Additionally, she has been listed as one of Canada’s Top 100 Most Powerful Women (2020) and Top 40 Under 40 (2020).

On March 28, coworkers from all over the university came together to recognise her achievement at a ceremony where Dr. Digvir Jayas, a member of the Steacie Prize selection panel, gave out awards.

Dr. Mario Pinto, UM Vice-President, said, “This Steacie Prize is an important recognition of Dr. Azad’s achievements and her world-leading research in the developmental origins of health and disease and a testament to the extraordinary research talent here at UM (Research and International).”

“We are incredibly grateful that she has made the University of Manitoba her home, and we are excited about the chance to jointly celebrate her amazing accomplishments.”

Her work is a wonderful illustration of discovery research, knowledge mobilisation, and knowledge translation for societal and economic impact that will be felt for many generations to come, both domestically and abroad.

In order to promote healthy growth and prevent chronic disease during crucial early development stages, Azad was founded. She and Dr. Nathan Nickel founded the Manitoba Interdisciplinary Lactation Centre (MILC) to accomplish this. The MILC is the world’s first facility devoted to interdisciplinary research on breastfeeding and breast milk.

Azad created the International Milk Composition Consortium by expanding MILC’s scope internationally and building on its success (IMiC). Four research teams working on projects related to maternal nutrition and infant growth are brought together by IMiC in Tanzania, Pakistan, Burkina Faso, and Canada.
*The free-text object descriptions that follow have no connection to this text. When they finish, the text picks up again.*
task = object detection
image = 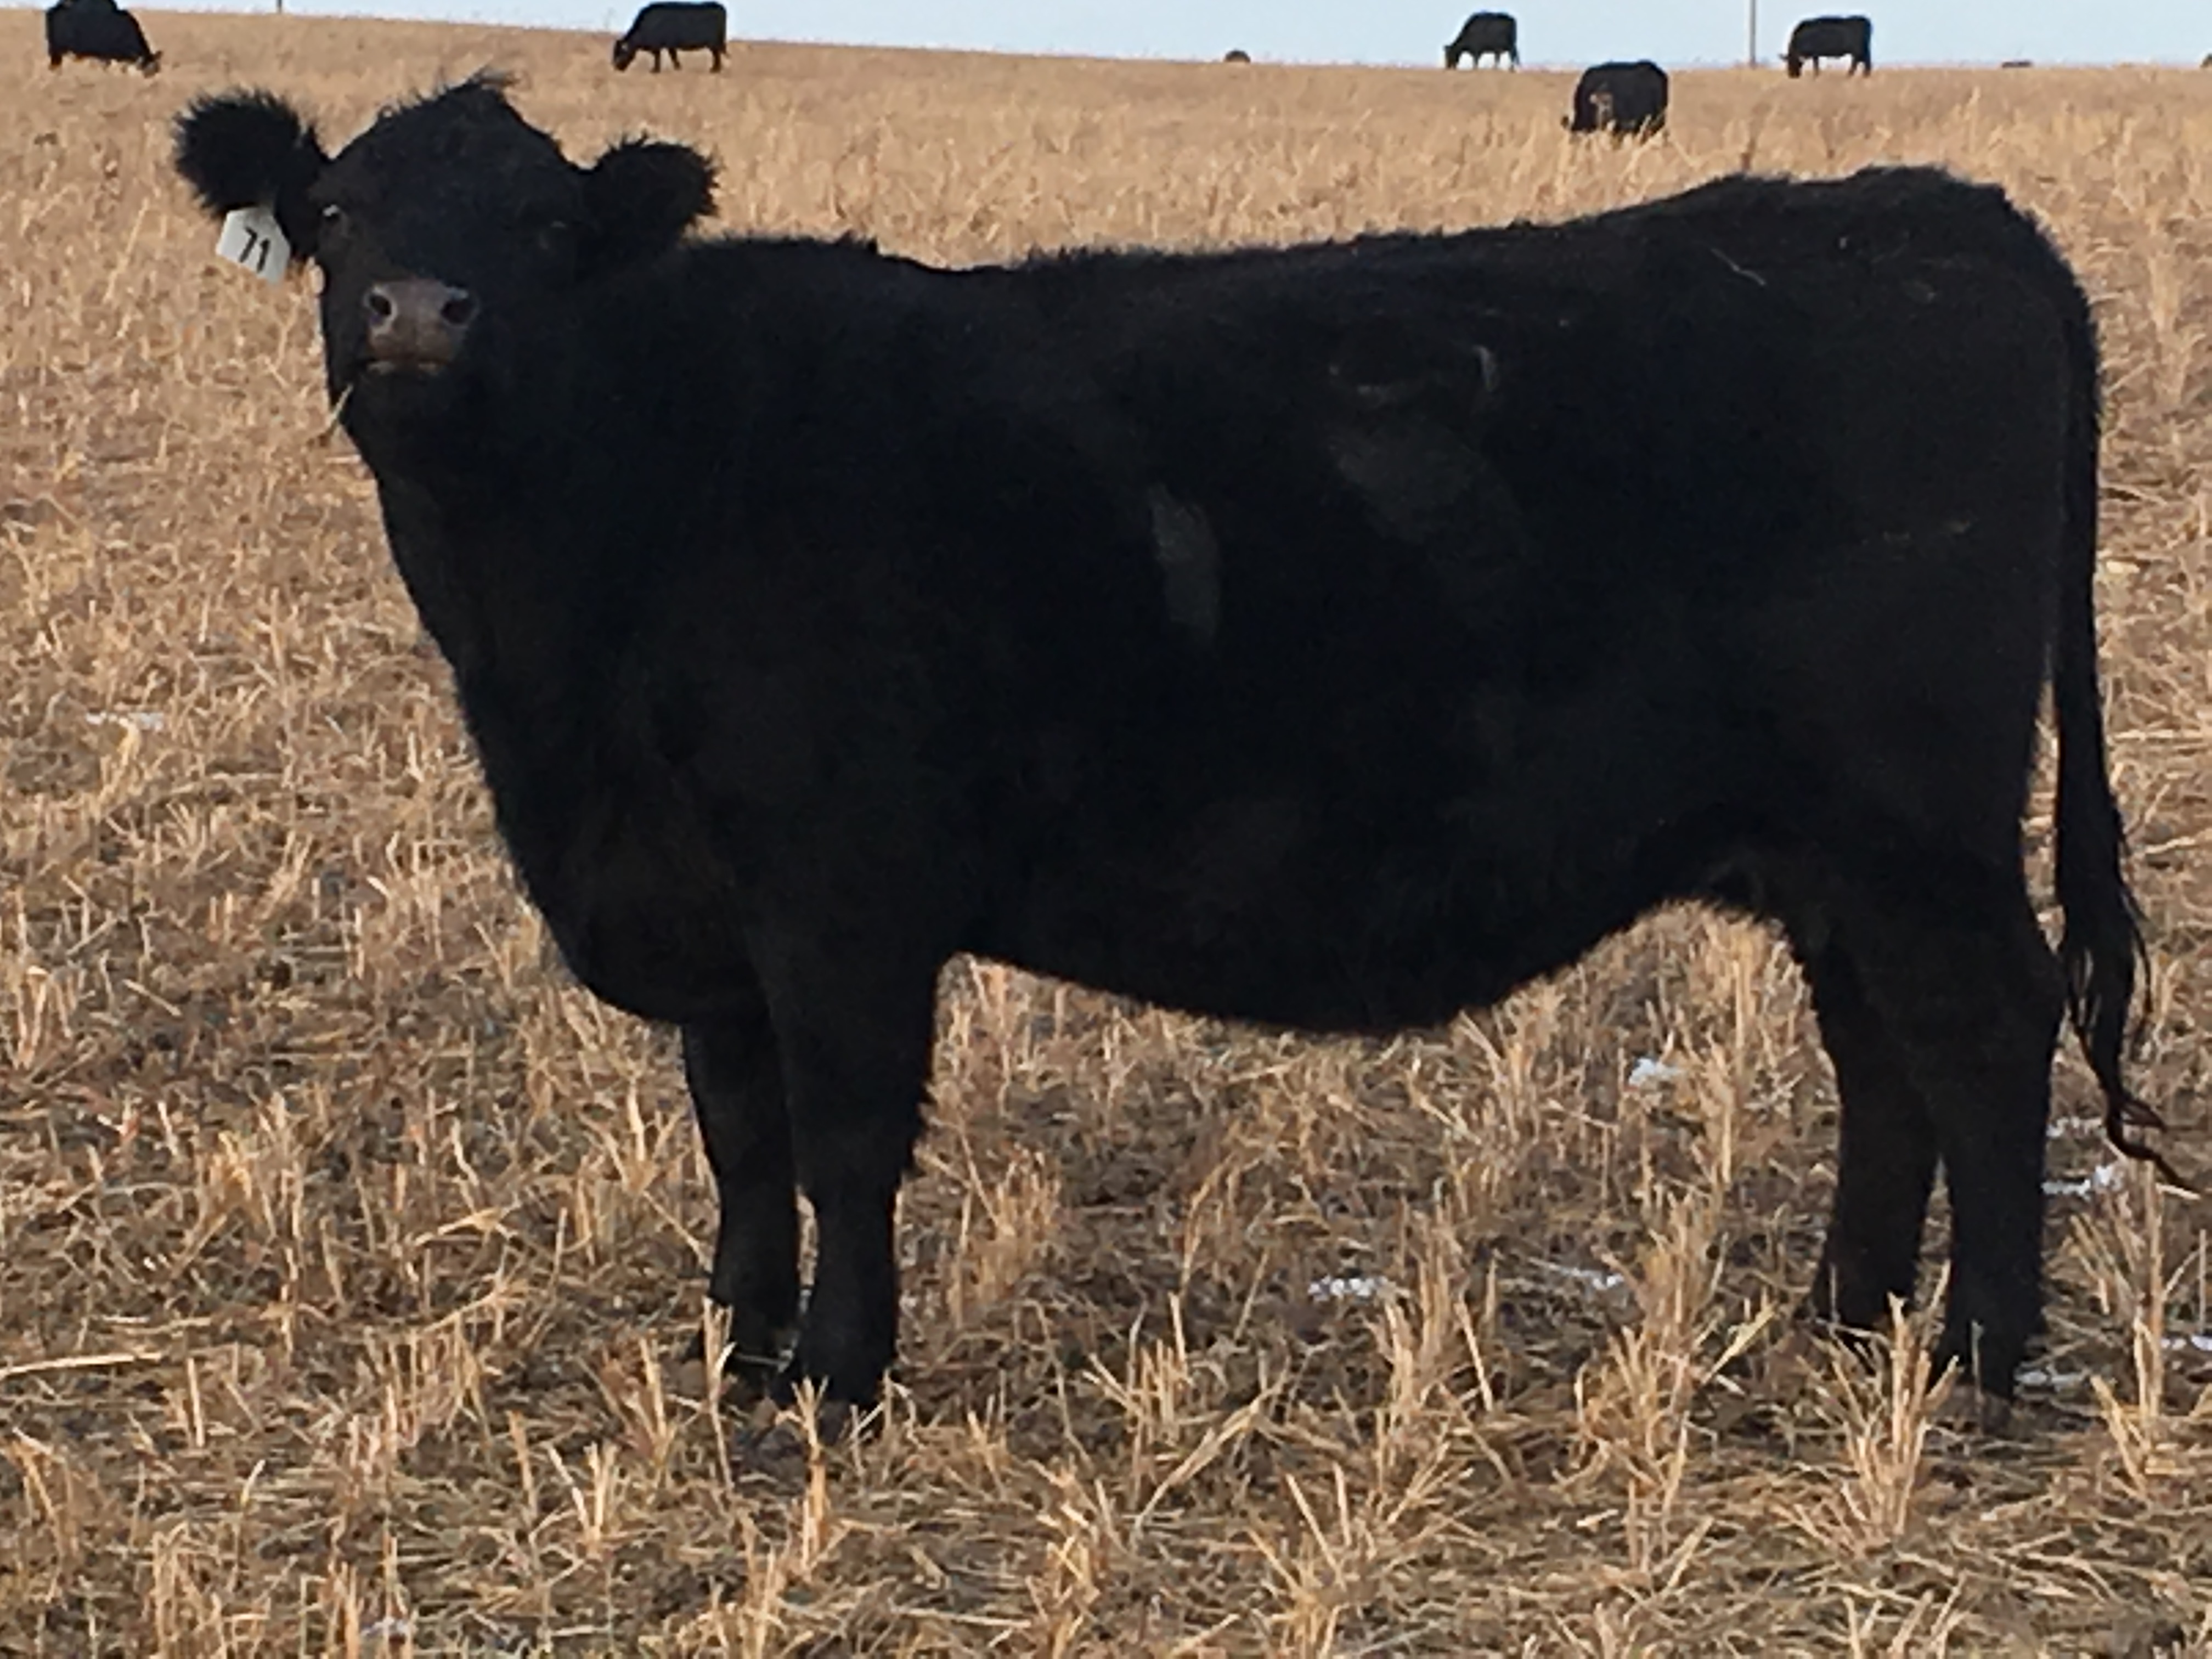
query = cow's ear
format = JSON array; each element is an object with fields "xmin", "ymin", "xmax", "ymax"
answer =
[
  {"xmin": 581, "ymin": 138, "xmax": 715, "ymax": 275},
  {"xmin": 173, "ymin": 91, "xmax": 329, "ymax": 260}
]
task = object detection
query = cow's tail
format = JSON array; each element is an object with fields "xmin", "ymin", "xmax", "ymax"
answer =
[{"xmin": 2047, "ymin": 263, "xmax": 2176, "ymax": 1182}]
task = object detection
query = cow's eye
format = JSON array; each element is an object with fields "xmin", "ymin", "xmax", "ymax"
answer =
[
  {"xmin": 534, "ymin": 218, "xmax": 572, "ymax": 257},
  {"xmin": 319, "ymin": 204, "xmax": 349, "ymax": 242}
]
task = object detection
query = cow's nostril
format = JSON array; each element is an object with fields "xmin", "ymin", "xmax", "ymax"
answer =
[{"xmin": 360, "ymin": 278, "xmax": 473, "ymax": 368}]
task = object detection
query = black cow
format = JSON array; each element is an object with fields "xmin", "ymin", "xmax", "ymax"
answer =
[
  {"xmin": 46, "ymin": 0, "xmax": 159, "ymax": 73},
  {"xmin": 612, "ymin": 1, "xmax": 726, "ymax": 72},
  {"xmin": 1444, "ymin": 10, "xmax": 1517, "ymax": 68},
  {"xmin": 1787, "ymin": 15, "xmax": 1874, "ymax": 77},
  {"xmin": 173, "ymin": 77, "xmax": 2165, "ymax": 1410},
  {"xmin": 1223, "ymin": 48, "xmax": 1251, "ymax": 64},
  {"xmin": 1567, "ymin": 61, "xmax": 1668, "ymax": 136}
]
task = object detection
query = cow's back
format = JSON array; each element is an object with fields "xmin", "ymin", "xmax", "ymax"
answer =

Meghan Azad said, “I’m motivated by the thrill of conducting cutting-edge research and the desire to translate discoveries to have a significant impact on child and maternal health globally. ”

“It’s encouraging to see breastfeeding and breast milk research and advocacy being acknowledged as a significant field on a national level. Numerous coworkers, students, and research participants are involved in this work. I appreciate them all and am eager to work with them on the upcoming projects.”

The International Perinatal Outcomes in the Pandemic (iPOP) Study, led by Azad and collaborators, was recently established to investigate the effects of pandemic lockdowns on preterm birth rates.

More than 100 researchers from 42 different countries contributed to iPOP, and the results were just published in Nature Human Behaviour. She also serves as the deputy director of the CHILD Cohort Study, which follows 10,000 participants across about 3,500 households to find out how early experiences affect lifelong health.

Natalie Rodriguez and she are co-directors of the multidisciplinary THRiVE Discovery Lab. Azad participates in the joint US/Canada Human Milk Composition Initiative in addition to her numerous ongoing research projects. She co-developed the Trainee Expansion Program, a global exchange initiative for research trainees, while serving on the Executive Council of the International Society for Research in Human Milk and Lactation, where she is also a member.